出门前,岳母忽然冲撷梅使个眼色。撷梅叹口气,拦住我叮嘱说:“要是秀巧阿姨提到东都大学,你要表现出自家母校的亲切。”

没错,来到艾齐镇,我们都得虚构一些东西披挂在身:我不再是大专毕业,而是响当当的东都大学毕业生,然后被优选到全国知名的东梁集团工作;由于不满足于按部就班的稳妥职业(真实原因是东梁每况愈下),我挑战自我开了公司(参股而已);我任总经理(其实是副的)的公司非常兴旺,为四五十号人(实际不到二十人)提供了就业岗位;我还得抹掉离过婚的经历,变成眼光太高,苦候多年,终于遇到了同样宁缺毋滥的高校女教师鹿撷梅小姐,这才双双初婚。我父母退休前的岗位分别从东梁集团的检验科长、工人,修改成总工程师和厂医;而撷梅受困于论文而迟迟评不上的副高职称,在艾齐镇则已成为她的囊中之物。

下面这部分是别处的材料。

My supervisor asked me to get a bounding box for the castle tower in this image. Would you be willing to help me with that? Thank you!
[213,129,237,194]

我本来也反对这些说辞:“一个谎言,需要一百个谎言来补充说明。到时候被戳穿了,更难看。”

“我也没办法,我父母都这么宣传出去了,我总不能拆他们的台。总有一天能评上的吧?”关于职称,她也是心有千千结。

后来,我也相信这是他们镇的民风,我岳父母不这么包装我们,就会吃亏。

比如右邻秀巧阿姨,她孙子学习并不算好,但在她嘴里却不差:“拿过年级第一名呀,那次他爸爸妈妈没时间,我们去开家长会,都老有面子的。”她说的可能是孙子上小学时某次小测验的成绩,但一直记在功劳簿上,成为她孙子富有潜力的重要证据,他一旦用起功来前途就将不可限量。只是这个“一旦用功”一直等到高考,都没有发生。最后他上的是撷梅所在大学的二级学院,也就是三本,托撷梅找熟人,上了一个据说就业形势还不错的专业。

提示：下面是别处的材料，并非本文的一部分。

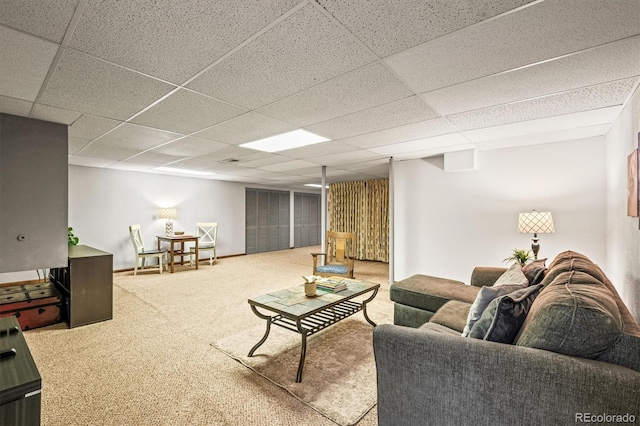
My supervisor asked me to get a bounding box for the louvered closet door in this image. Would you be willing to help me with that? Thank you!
[293,192,321,247]
[245,188,290,254]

两年前,秀巧阿姨的儿子黄玉坤、儿媳卢雪梅借了辆车送儿子来东都上大学。说起来,这个卢雪梅和撷梅颇有一些渊源,一是她俩同月同日生,她长撷梅三岁;再者,撷梅姓鹿,她姓卢,名字读音也很接近。

鹿撷梅和卢雪梅商量好,送孩子来东都时,一起吃个饭,请撷梅老师训个话,更要叫我这位“高才生”肖叔叔传授一下大学的学习经验,以便将来考研“洗白”,换个体面的学校。

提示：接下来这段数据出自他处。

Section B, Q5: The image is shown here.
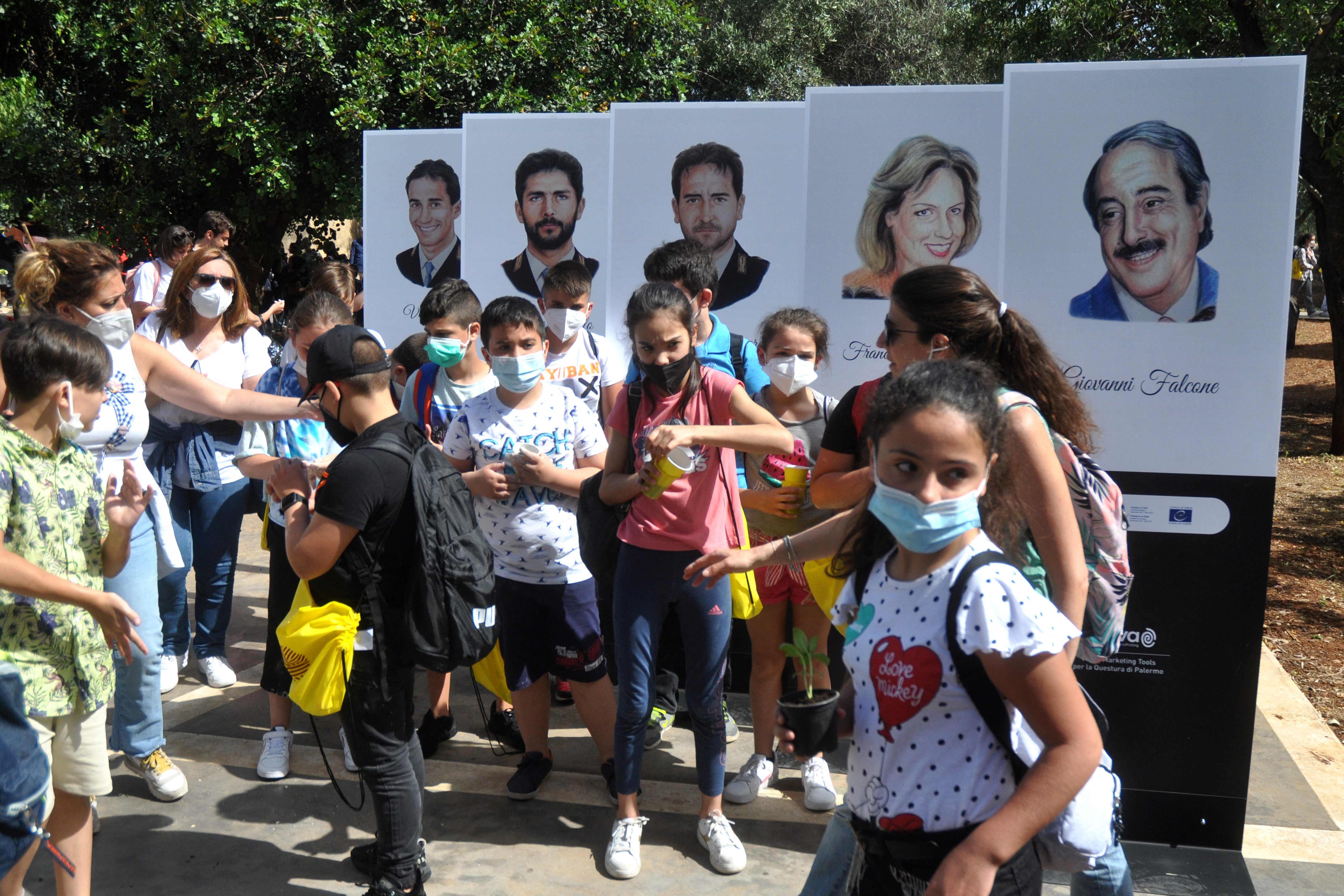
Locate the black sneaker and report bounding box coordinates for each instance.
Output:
[415,709,457,759]
[508,750,554,799]
[644,706,676,750]
[349,838,434,885]
[364,877,425,896]
[485,704,527,752]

见面前一晚,撷梅问我:“你觉得卢雪梅这名字怎么样?”

我故意说:“有什么怎么样,和鹿撷梅差不多。”

鹿撷梅女士便拿枕头捂住我的脸,以示惩罚。女人的心理真是奇妙,平时连撞个衫都老大不开心,现在不仅撞生日,连名字都撞上了。当然,撷梅还是找到了骄傲,她的名字是她那当中学语文教师的外祖父所取,和“卢雪梅”比起来,至少主语、谓语、宾语齐全,是个句子。

第二天高速公路大堵车,黄玉坤夫妇到东都时已是晚上十点,他们在服务区吃晚饭,到学校附近宾馆投宿,与我们的相聚改成了第二天中午。

老听撷梅说到卢雪梅,似乎暗存攀比之意,所以在席间,我留意了一下这位芳邻。她五官淡薄,身材纤细,举止间有一种温婉气息,撷梅说,有些男人就是喜欢这种类型。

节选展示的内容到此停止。